Me llamaron de la compañía aérea. Habían encontrado mi maleta, dijeron, y podía pasar a recogerla cuando quisiera. Qué maleta, pregunté yo, que no recordaba haber perdido ninguna y que además hacía año y medio que no viajaba en avión. Una que extravió en su viaje a Budapest, me contestaron. Pero yo a Budapest viajé hace cinco o seis años, repuse. Sentimos las molestias, se limitó a decir la voz al otro lado del teléfono antes de colgar.
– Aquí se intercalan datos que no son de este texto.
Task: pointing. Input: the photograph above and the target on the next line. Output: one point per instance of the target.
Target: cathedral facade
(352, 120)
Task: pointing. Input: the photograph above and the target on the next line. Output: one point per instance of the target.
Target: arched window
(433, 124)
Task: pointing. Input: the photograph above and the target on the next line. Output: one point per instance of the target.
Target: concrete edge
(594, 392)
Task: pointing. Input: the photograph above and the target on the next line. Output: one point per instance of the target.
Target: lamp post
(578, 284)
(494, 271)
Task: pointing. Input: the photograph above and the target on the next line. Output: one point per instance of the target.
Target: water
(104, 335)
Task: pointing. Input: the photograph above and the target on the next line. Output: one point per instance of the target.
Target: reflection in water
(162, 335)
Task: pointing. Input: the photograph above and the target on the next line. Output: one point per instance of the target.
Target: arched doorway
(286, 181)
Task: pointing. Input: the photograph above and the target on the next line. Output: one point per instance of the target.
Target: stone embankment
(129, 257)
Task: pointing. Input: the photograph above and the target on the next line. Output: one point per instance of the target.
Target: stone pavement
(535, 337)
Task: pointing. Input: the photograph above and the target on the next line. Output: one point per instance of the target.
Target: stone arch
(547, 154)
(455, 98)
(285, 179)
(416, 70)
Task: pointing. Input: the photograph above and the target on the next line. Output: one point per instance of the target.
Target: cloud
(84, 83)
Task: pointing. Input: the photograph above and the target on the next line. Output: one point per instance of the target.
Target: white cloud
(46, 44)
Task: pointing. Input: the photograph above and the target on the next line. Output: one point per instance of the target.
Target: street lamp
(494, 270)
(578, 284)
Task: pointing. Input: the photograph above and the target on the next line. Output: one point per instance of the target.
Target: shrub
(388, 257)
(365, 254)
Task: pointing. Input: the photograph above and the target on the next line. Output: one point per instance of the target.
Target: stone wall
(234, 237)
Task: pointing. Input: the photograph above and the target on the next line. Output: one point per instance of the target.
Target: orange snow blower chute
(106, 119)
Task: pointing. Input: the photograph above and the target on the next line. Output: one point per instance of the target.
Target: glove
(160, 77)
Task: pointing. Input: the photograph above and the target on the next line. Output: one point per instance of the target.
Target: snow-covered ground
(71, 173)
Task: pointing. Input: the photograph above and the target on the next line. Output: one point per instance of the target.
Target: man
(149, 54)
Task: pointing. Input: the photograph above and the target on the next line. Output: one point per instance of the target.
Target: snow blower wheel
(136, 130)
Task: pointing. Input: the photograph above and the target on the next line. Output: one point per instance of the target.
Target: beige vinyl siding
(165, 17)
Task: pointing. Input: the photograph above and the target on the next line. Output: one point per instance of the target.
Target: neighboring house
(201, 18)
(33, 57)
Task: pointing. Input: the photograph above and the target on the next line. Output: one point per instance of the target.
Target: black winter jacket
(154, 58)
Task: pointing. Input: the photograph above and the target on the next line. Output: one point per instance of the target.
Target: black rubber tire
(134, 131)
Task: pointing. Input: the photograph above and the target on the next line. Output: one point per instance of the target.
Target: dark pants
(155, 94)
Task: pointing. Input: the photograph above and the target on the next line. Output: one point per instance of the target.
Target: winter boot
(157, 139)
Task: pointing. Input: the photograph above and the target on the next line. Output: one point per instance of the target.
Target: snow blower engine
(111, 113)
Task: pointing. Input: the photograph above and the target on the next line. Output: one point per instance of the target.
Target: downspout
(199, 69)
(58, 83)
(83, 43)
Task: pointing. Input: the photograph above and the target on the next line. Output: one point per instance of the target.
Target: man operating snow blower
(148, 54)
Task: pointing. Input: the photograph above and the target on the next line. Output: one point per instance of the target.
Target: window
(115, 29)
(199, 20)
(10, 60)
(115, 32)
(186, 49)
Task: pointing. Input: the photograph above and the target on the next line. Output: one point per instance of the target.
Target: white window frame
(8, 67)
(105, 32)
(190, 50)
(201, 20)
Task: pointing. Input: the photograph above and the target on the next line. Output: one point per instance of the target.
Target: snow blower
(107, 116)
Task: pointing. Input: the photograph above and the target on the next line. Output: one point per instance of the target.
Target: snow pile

Al día siguiente, fui al aeropuerto a recoger la maleta. Era de un color verde terroso y la recordaba someramente. Sí, había viajado con ella en el pasado, me parecía. Quizá a Grecia, con Elena. Quizá no. Pero estaba registrada a mi nombre y por lo tanto me pertenecía o, al menos, la había heredado de mi yo anterior.
No la abrí nada más llegar a casa, lo que hice fue depositarla sobre la cama y mirarla durante un largo rato. La maleta permaneció en silencio, como era de esperar. Luego fui a la cocina a prepararme el almuerzo, que tomé con tranquilidad mientras en la tele hablaban de catástrofes al otro lado del mundo.
Después de dormir la siesta, abrí por fin la maleta. Me sentí como un intruso, un cotilla que fisgaba el equipaje de un extraño. Pues eso era aquello: el equipaje de alguien que ya no recordaba ser, aunque sí reconocí mi letra en un bloc de notas que encontré entre dos camisas bastante horteras. Notas de alguien que fui. O notas de un impostor que se hacía pasar por mí en el pasado.
5 comentarios:
eres genial.
(aunque me repita)
Si es que cuando al pasado le da por volver...
Los unos mismos del pasado son siempre impostores.
El pasado siempre vuelve.
Y dé gracias a que no se la devuelven llenita de droga y lo encarcelan.